China’s economic outlook is uncertain with corporate debt and an opaque financial sector contributing to looming vulnerabilities, an International Monetary Fund (IMF) official said Tuesday.
David Lipton, First Deputy Managing Director at the IMF, said the near-term growth outlook in the world’s second-largest economy had become more buoyant because of recent policy support but warned of potential pitfalls ahead.
“The medium-term outlook is more uncertain due to rapidly rising credit, structural excess capacity, and the increasingly large, opaque, and interconnected financial sector.”
Speaking in Beijing, where he had been meeting senior banking and government officials among others, Lipton said China needed to accelerate the pace of economic reforms as it had fewer options for dealing with future crises.
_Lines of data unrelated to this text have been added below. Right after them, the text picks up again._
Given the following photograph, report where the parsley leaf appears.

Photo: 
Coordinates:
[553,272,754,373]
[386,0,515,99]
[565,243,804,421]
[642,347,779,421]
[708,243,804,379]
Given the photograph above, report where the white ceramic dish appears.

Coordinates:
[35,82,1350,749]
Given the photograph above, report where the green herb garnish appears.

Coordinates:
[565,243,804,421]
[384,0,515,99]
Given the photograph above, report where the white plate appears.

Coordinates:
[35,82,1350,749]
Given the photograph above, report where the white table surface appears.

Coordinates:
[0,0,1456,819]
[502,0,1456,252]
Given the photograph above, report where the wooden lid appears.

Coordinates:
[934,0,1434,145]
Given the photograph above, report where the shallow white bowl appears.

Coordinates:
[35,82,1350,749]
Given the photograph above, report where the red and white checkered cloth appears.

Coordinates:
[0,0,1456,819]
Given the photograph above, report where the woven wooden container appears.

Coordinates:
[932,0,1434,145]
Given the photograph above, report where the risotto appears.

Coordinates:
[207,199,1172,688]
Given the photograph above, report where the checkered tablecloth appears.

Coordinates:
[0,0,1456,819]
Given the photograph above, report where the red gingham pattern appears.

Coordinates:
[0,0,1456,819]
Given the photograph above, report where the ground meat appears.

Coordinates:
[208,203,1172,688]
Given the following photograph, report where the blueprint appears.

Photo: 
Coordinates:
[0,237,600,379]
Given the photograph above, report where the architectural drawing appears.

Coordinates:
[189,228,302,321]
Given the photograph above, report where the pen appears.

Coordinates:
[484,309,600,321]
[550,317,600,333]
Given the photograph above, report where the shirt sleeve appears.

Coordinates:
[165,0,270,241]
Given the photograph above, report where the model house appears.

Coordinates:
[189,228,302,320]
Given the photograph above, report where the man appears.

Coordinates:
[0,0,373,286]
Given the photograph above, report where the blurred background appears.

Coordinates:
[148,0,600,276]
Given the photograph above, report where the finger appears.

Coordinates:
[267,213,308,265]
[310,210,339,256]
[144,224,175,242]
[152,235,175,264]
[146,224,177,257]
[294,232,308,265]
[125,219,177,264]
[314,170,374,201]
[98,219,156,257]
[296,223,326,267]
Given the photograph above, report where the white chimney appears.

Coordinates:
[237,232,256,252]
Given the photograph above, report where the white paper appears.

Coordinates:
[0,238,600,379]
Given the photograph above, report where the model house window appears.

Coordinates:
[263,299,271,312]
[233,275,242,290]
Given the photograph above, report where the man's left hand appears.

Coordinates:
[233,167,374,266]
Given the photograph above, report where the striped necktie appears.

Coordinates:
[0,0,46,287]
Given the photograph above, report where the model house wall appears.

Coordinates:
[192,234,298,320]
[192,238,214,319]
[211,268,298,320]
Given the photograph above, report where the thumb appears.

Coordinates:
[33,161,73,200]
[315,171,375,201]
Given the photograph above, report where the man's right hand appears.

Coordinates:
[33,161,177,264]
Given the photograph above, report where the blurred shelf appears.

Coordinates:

Corporate debt, state-owned company reform and lack of communication between financial regulators were all cited as vulnerabilities.
He suggested China establish a special group to restructure its hulking state-owned enterprises, which have long suffered from inefficiencies.
Beijing has long vowed to reform the companies, which control critical sectors of the economy ranging from coal production to telecommunications, but institutional resistance has stymied those efforts.
Lipton also singled out corporate borrowing as a major concern.
“Corporate debt, though still manageable, is high and rising fast,” Lipton said. “Addressing the corporate debt problem is imperative to avoid serious problems down the road.”
Lending obligations in the country have increased dramatically following several rounds of credit loosening intended to stimulate waning growth.
One state-owned company, the China Railway Corporation, owes more than $600 billion (Dh2.2 billion) in debt, it revealed in May.
Aside from financial concerns, the IMF proposed China institute a carbon tax to clean up the country’s heavily polluted skies. If implemented, the IMF predicted the measure could prevent four to five million premature deaths by 2030.
His comments come as China struggles with a tough transition away from dependence on debt-fuelled investment and export industries in an attempt to find a “new normal” of economic growth powered by domestic consumption.
In April, the IMF raised its 2016 growth forecast for China by 0.2 percentage points to 6.5 per cent, citing announced stimulus plans. It also increased its estimate for 2017 by the same amount, to 6.2 per cent.
The figures still represent a significant drop from the 6.9 per cent expansion seen in 2015 — the slowest in a quarter of a century.